WITH THEIR rallying cry of ¡Sí Se Puede!, Cesar Chavez and the United Farm Workers (UFW) brought the brutal treatment of workers in the fields to national attention in the 1960s. In Beyond the Fields, Randy Shaw seeks to reclaim the legacy of the UFW for a new generation of activists.

Shaw argues that a number of strategies that are now taken for granted within social movements – consumer boycotts, building an alliance with clergy, connecting environmental and social justice, grassroots "get out the vote" campaigns and putting Latino workers at the forefront of the labor movement--were pioneered by the UFW more than 50 years ago.

Although the UFW itself experienced a sharp decline in power by the 1980s, Shaw uncovers the human legacy created by the farmworkers' movement--hundreds of young people trained in activism by the UFW who went on devote their lives to social change. He also argues that the UFW's struggle laid the basis for the immigrant rights movement of the 21st century.

Cesar Chavez grew up in the fields, traveling throughout California with his family to pick or plant whatever vegetables were in season for wages of $3 a day. When he began organizing the National Farm Workers Association in 1962, Chavez picked cotton from 6 a.m. to 2 p.m. and then worked late into the night visiting workers' homes to recruit them. Having seen several failed organizing campaigns, Chavez realized that it would take patient and persistent organizing to build a union in the fields.

Grape harvest in California

The use of consumer boycotts grew out of the need to broaden the power of farmworkers' strikes beyond the isolated arena of the fields where growers exercised enormous power.
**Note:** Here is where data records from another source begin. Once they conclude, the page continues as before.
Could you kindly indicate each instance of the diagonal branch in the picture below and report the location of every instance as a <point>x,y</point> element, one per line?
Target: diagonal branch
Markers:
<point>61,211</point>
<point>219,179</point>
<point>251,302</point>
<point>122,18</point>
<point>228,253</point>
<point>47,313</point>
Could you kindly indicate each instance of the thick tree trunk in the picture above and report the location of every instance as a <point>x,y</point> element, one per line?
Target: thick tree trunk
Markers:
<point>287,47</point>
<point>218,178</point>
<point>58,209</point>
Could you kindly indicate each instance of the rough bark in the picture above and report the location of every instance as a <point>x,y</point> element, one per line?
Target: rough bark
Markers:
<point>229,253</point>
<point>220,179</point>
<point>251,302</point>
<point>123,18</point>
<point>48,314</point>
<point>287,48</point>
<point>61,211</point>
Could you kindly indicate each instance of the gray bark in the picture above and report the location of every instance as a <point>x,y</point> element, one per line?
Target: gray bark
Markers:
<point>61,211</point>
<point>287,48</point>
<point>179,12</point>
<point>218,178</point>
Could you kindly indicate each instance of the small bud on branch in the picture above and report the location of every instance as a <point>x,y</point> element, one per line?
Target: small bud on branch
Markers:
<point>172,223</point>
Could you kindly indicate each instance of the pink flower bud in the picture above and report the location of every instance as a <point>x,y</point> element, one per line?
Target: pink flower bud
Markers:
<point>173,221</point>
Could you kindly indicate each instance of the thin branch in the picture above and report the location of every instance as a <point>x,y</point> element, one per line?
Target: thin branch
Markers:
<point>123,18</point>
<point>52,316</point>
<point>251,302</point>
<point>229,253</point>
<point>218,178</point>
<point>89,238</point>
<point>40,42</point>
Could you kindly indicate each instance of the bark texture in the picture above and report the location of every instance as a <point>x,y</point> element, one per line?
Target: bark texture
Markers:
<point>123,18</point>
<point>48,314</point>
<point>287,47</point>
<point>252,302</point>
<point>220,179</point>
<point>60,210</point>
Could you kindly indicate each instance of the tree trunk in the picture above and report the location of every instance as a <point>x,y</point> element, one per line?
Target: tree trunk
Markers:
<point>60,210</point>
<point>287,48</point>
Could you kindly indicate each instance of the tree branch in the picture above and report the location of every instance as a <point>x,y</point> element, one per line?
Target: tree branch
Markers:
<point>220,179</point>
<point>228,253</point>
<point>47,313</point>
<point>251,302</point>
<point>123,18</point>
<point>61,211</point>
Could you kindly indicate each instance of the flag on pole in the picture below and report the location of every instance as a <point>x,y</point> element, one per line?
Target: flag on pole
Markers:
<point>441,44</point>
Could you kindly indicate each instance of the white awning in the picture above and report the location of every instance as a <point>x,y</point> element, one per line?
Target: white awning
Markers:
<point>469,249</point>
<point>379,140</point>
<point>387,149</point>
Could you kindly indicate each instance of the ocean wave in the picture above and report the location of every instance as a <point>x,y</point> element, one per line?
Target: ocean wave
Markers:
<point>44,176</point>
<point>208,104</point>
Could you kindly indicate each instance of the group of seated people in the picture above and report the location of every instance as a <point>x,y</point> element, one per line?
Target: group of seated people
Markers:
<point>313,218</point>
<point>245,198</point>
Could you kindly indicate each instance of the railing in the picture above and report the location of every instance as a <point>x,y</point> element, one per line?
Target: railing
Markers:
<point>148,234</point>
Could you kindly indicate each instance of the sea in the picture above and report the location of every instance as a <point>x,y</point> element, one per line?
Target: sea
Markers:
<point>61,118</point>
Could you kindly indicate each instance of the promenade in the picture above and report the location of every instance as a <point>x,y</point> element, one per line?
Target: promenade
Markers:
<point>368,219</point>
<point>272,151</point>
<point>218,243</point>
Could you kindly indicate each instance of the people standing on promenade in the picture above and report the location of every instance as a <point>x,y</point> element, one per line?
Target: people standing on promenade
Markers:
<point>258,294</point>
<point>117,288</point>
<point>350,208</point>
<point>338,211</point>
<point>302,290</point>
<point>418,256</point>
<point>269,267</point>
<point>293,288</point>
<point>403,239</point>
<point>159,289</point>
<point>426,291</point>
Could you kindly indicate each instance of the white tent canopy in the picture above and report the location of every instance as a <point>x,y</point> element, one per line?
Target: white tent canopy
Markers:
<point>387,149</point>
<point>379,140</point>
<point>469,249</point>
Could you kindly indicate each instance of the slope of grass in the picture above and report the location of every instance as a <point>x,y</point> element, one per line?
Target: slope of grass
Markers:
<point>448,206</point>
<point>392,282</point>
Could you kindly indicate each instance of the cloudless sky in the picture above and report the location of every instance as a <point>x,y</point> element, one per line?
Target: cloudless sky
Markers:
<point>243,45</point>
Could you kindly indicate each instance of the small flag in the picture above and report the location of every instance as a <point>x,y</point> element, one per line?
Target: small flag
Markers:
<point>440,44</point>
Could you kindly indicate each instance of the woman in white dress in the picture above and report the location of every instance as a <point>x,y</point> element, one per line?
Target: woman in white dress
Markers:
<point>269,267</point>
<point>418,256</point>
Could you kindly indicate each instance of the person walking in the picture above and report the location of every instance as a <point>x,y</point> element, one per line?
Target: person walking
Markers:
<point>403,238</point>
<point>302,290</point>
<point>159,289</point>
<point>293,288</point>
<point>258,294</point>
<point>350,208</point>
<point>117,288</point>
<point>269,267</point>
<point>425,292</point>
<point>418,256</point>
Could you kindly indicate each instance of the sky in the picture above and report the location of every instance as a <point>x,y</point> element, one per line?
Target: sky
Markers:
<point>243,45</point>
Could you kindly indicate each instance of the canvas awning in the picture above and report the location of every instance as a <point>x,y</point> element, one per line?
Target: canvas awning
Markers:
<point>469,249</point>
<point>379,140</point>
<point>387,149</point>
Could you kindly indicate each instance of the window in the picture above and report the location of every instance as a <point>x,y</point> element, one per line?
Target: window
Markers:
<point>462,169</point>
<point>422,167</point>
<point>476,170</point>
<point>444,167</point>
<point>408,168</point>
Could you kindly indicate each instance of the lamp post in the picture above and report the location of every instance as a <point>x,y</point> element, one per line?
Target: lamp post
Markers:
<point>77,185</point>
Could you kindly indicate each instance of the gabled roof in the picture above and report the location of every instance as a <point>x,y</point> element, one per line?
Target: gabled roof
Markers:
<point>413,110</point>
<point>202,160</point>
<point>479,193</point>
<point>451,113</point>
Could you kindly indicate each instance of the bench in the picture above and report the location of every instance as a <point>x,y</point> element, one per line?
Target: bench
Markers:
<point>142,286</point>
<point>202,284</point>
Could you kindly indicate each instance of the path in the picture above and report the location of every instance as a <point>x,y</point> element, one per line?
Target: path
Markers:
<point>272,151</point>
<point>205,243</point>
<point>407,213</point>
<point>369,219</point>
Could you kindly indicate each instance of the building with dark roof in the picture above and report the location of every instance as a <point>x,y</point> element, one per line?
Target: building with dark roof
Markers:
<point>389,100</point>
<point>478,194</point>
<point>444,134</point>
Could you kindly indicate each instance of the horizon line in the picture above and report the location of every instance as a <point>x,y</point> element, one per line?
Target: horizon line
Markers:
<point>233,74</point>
With the national grape boycott that began in 1968, volunteers were sent to a hundred different cities to spread the word about the working conditions in the fields.

The boycott transformed a local union struggle into a nationwide social justice movement that engaged hundreds of activists and millions of supporters. An estimated 17 million Americans refused to buy grapes between 1966 and 1972, creating economic pressure that helped the UFW to win over 200 grape contracts covering 70,000 workers.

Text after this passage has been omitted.